To install the required packages on Mac OS X:
npm install -g js-beautify
brew install closure-linter
Obviously you'll need to do this if you want to minify the files on deployment. Missing semicolons are probably the #1 reason JS files don't minify properly, so I understand your motivation.
Write a little Python (or whatever) script to run the file through jslint, then use the output from jslint to see which lines need semicolons, then spin through the js source and add them.
I think you can be fairly fearless here, because JavaScript implicitly adds the semicolons anyway.
Update: This set of tools may be what you are looking for. The "format" tab offers missing semicolon insertion.
If you use JavaScript Utlity V2 at http://jsutility.pjoneil.net and use the formatting function, it will automatically replace missing semicolons.
In addition, if you use the compaction function, it will also replace missing semicolons so that the compaction will not cause any errors.
You shouldn't be worried about doing a mass update on a lot of legacy code for the sole purpose of inserting semi colons. That's a classic case of "doing it wrong".
How would you test the results?
How would you ensure no "functionality" (as a side effect of a bug caused by a semi colon being missing) isn't lost?
What do you think adding semi colons to all these files will get you? Beside larger files (I'm not knocking the use of semicolons) and massive amounts of untested code changes?

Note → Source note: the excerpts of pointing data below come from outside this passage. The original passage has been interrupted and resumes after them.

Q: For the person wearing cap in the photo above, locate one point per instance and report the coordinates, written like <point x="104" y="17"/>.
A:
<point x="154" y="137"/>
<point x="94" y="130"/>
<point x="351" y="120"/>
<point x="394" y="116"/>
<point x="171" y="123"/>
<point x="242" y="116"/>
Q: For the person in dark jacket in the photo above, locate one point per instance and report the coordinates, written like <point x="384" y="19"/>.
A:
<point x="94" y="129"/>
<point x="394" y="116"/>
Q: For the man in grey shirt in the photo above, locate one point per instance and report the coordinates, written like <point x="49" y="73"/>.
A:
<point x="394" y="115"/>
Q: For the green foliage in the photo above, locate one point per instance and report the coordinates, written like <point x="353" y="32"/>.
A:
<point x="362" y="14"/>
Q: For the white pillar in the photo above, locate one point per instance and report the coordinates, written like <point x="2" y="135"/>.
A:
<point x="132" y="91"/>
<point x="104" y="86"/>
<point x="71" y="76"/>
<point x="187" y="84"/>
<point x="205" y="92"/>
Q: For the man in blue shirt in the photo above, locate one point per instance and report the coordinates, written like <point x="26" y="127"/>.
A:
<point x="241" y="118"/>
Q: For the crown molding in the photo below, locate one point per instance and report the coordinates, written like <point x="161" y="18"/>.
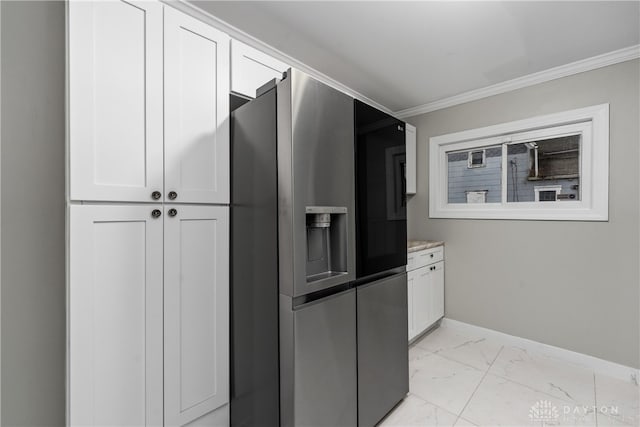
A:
<point x="610" y="58"/>
<point x="201" y="14"/>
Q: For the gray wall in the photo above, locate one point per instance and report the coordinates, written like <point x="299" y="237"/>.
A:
<point x="32" y="241"/>
<point x="588" y="298"/>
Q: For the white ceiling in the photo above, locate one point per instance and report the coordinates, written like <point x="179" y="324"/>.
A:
<point x="405" y="54"/>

As gumbo said, use jslint. I would use it on the files as you edit them in your day to day work. As you edit these files, presumably you will be testing changes to the file at that time. That would be the most ideal time to go crazy with semi colon insertion.
Also, if you're concerned about keeping 2000-3000 legacy javascript files alive and supported, you've got far bigger problems than semi colons
If http://jsutility.pjoneil.net is throwing too much errors (and be unable to format it), you may try to compress it with: http://refresh-sf.com/yui/ (which will add missing semicolons) and then go back to pjoneil.net formatter to obtain the pretty code with semicolons.
If you are using Visual Studio Code then Prettier Formatter is the way to go:
You simply install it and then on the keyboard shortcut to Format Document, the js file is reformatted but also any missing semicolons are automatically filled.